Extended antitumor activity of MUC17 CAR-T cells in MUC17+ pancreatic cancer models
Building on our findings in gastric cancer, we next assessed the efficacy of MUC17-targeted CAR-T cells in a pancreatic cancer model using the ASPC-1 cell line, which expresses both MUC17 and mesothelin. ASPC-1 expresses high levels of both mesothelin and MUC17, so we used ASPC-1 to compare MUC17 and mesothelin CAR-T cells. We first confirmed and compared the cell-surface expression of mesothelin by ASPC-1 cells, along with three gastric cancer cell lines. As expected, ASPC-1 showed higher mesothelin expression compared with the gastric cancer cell lines (online supplemental figure 7a). Next, we compared two different configurations of MUC17 CAR-T cells against ASPC-1. Similar to the results observed in gastric cancer cell lines, both MUC17 CAR configurations exhibited potent cytotoxic activity against ASPC-1 cells in vitro (figure 4a,b and online supplemental figure 7b). Cytokine profiling revealed no statistically significant differences in Granzyme B, IL-2, IFN-γ, or TNF-α secretion between the four cell lines, and both GSU and ASPC-1 cells induced similarly elevated cytokine levels (figure 4c). Phenotypic analysis showed that, compared with mesothelin-targeted CAR-T cells, MUC17-targeted CAR-T cells exhibited an increased proportion of TCM cells and a decreased frequency of TEMRA cells, consistent with results from gastric cancer cell line models (figure 4d). We further evaluated therapeutic efficacy in vivo using a challenge model: 2×106 ASPC-1 cells were subcutaneously injected into NSG mice, and 1×106 CAR-T cells were administered intravenously 14 days later (figure 4e). In this model, MUC17 CAR-T cells achieved superior tumor control compared with mesothelin CAR-T cells, with no appreciable loss in body weight. MUC17 CAR-T treatment also resulted in significantly improved survival compared with both untransduced and mesothelin CAR-T groups (figure 4f–h and online supplemental figure 7c). These findings demonstrate that MUC17 CAR-T cells effectively target not only gastric but also pancreatic cancers, suggesting broader potential clinical applicability of MUC17 CAR-T cells.

Discussion
In this study, we identified MUC17 as a novel and targetable tumor-associated antigen for CAR-T cell therapy in gastric cancer. Using a combination of gene editing, in vitro assays, and in vivo experiments, we demonstrated that MUC17-targeted CAR-T cells exhibit antigen-specific cytotoxicity, enhanced TCM phenotypes, and favorable cytokine release profiles compared with conventional mesothelin-targeted CAR-T cells, suggesting promising potency of MUC17-targeted CAR T cells for solid tumors, particularly in gastric and pancreatic cancer. Future studies directly comparing MUC17-targeted CAR-T cells with Claudin 18.2 CAR-T cells may further delineate the relative benefits of targeting MUC17.
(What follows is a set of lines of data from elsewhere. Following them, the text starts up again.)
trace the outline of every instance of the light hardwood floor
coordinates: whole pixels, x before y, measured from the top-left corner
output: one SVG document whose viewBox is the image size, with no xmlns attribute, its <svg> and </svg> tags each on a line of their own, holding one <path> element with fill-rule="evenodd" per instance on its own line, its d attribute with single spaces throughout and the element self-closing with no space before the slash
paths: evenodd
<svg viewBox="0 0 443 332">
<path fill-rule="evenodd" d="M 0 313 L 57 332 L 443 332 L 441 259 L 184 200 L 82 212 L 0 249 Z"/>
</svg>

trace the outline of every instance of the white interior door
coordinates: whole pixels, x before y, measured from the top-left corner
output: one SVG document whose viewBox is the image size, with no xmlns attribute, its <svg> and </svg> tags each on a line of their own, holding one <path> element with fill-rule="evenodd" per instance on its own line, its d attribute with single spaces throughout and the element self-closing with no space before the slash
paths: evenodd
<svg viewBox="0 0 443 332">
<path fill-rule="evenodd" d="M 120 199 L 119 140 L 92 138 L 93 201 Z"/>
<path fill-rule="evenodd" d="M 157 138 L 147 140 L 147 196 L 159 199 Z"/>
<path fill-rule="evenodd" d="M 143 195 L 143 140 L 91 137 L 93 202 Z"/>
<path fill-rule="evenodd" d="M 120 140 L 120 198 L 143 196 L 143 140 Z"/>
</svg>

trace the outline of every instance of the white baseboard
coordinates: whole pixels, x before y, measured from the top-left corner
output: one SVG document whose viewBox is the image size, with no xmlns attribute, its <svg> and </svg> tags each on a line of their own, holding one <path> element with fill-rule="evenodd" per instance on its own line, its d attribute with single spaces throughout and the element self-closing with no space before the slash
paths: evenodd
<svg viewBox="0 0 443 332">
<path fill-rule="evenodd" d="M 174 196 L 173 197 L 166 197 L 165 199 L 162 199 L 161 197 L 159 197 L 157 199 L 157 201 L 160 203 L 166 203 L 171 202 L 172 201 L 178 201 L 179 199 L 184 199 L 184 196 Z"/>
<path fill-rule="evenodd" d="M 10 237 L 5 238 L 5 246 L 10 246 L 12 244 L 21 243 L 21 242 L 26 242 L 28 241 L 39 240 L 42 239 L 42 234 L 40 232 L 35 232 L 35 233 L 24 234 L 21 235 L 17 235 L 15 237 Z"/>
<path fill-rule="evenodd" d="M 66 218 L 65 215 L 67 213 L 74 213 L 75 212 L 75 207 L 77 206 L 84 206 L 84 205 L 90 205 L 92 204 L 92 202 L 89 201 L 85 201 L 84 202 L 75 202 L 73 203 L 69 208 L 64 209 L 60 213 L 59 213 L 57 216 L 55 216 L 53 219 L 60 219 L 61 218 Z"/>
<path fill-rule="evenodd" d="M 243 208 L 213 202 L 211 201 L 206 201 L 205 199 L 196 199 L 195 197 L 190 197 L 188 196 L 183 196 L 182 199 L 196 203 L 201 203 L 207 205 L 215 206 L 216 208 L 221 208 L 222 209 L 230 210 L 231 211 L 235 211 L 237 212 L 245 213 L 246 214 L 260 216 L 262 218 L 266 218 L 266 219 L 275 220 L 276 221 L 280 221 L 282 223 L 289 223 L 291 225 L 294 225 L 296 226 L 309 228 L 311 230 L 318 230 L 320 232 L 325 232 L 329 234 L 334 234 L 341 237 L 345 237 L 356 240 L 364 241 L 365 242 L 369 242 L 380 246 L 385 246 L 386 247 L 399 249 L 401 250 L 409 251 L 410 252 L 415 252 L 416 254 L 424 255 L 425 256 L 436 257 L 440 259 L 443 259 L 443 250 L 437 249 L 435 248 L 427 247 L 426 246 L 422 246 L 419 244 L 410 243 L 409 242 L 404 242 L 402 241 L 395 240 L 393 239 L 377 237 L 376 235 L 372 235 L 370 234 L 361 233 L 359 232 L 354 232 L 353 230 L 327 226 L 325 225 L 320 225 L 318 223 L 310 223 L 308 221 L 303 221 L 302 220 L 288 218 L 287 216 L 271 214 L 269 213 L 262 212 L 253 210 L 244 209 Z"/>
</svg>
Although there is a potential risk of on-target off-tumor toxicity based on MUC17 expression in the small intestine, MUC17 has apical localization within the small intestine, which likely limits immune cell access under normal physiological conditions.49 Histological analyses confirm that MUC17 expression in non-malignant tissues is sequestered from systemic circulation, mitigating concerns around on-target and off-tumor activity. Nonetheless, pathological disruptions of the intestinal barrier, such as inflammation or mucosal injury, may transiently increase T-cell accessibility and alter this safety profile. While the NSG mouse small intestine does express MUC17, as confirmed by IHC using a cross-reactive antibody, sequence differences between human and mouse MUC17 limit the model’s ability to fully predict on-target off-tumor toxicity in humans. Future studies will therefore require more appropriate systems, such as human MUC17 knock-in mice, as well as advanced CAR engineering strategies such as affinity-tuned CARs, logic-gated circuits (eg, AND gates), and integrated safety switches.
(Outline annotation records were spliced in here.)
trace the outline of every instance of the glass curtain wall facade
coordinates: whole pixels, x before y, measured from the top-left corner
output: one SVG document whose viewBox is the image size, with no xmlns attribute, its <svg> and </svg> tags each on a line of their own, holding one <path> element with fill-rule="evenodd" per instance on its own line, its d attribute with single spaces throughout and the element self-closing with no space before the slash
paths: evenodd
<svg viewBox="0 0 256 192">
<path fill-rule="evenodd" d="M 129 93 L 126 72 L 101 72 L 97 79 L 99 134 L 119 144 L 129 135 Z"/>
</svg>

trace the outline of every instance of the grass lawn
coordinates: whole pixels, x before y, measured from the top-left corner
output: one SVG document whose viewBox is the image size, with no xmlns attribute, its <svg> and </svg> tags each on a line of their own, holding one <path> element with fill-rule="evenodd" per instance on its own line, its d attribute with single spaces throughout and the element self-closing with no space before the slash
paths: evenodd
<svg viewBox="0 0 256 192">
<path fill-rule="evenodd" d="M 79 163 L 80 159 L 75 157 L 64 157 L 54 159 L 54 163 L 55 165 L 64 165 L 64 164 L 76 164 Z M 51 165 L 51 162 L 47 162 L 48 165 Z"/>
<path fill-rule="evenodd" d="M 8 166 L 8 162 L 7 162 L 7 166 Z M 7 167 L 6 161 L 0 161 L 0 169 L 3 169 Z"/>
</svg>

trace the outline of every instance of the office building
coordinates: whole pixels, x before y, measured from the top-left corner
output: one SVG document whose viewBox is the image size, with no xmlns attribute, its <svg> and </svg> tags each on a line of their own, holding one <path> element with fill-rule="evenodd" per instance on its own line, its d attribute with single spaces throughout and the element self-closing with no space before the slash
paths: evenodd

compared with MUC17-directed Bispecific T-Cell Engager (BiTEs; eg, vepsitamab/AMG-199 and SCR-9171), MUC17 CAR-T cells offer durable expansion and memory formation after a single infusion, which may help sustain activity in heterogeneous or immunosuppressed tumors (ref). However, CAR-T exposure is less titratable once infused, so any physiological MUC17 accessible to T cells could pose sustained on-target/off-tumor risk. In contrast, BiTEs provide dose control and rapid discontinuation if adverse events occur, and their small size can aid tissue penetration, but they rely on endogenous T-cell number and T-cell fitness and usually require continuous or repeated dosing for durable control. These platform-level trade-offs inform clinical positioning of MUC17-targeted cell therapy vs BiTEs.
The higher proportion of central-memory T cells observed with MUC17-targeted CAR-T cells relative to MSLN-targeted CAR-T cells may reflect differences in signal strength or signal quality arising from interactions between the binder and antigen, given that the two CARs differ only in the scFv. Although the precise mechanisms remain unclear, several non-mutually exclusive factors could contribute. First, binding kinetics and functional avidity might tune cumulative CAR signaling per contact, where more moderate or intermittent signaling tends to preserve TCM, whereas strong sustained signaling favors effector differentiation and exhaustion.50 Second, epitope geometry and membrane context may differ between MUC17 and mesothelin in ways that alter immunological synapse organization and downstream programming.51 Third, antigen display properties, including density, distribution, and shedding, could change the frequency and duration of productive engagements.52 Finally, differences in intramolecular scFv-scFv interactions between the MUC17- and MSLN-targeting CARs may stabilize CAR dimerization to different extents, thereby influencing the persistence of signaling. These possibilities are hypotheses but provide a potential framework for the higher central-memory fraction observed with the MUC17 binder. Future studies, such as normalizing antigen density and changing binder affinity, will be needed to validate these possibilities.
While our data support the efficacy and specificity of MUC17-targeted CAR-T cells, the heterogeneity of MUC17 expression across tumor types and within individual tumors presents a potential challenge for single-antigen targeting. Such heterogeneity may allow for immune escape by tumor cells with low or absent MUC17 expression. Given that gastric cancer or pancreatic cancers coexpress additional surface markers such as Claudin 18.2 or mesothelin, combinatorial approaches to additional tumor-associated antigens could enhance either specificity or therapeutic coverage.53 In addition, future studies using heterogeneous tumor models containing mixed populations of MUC17+ and MUC17- cells will be valuable to evaluate the efficacy of MUC17 CAR-T cells under more clinically relevant conditions and to guide the design of multi-antigen targeting strategies. are needed to evaluate the safety and feasibility of these multi-antigen targeting strategies.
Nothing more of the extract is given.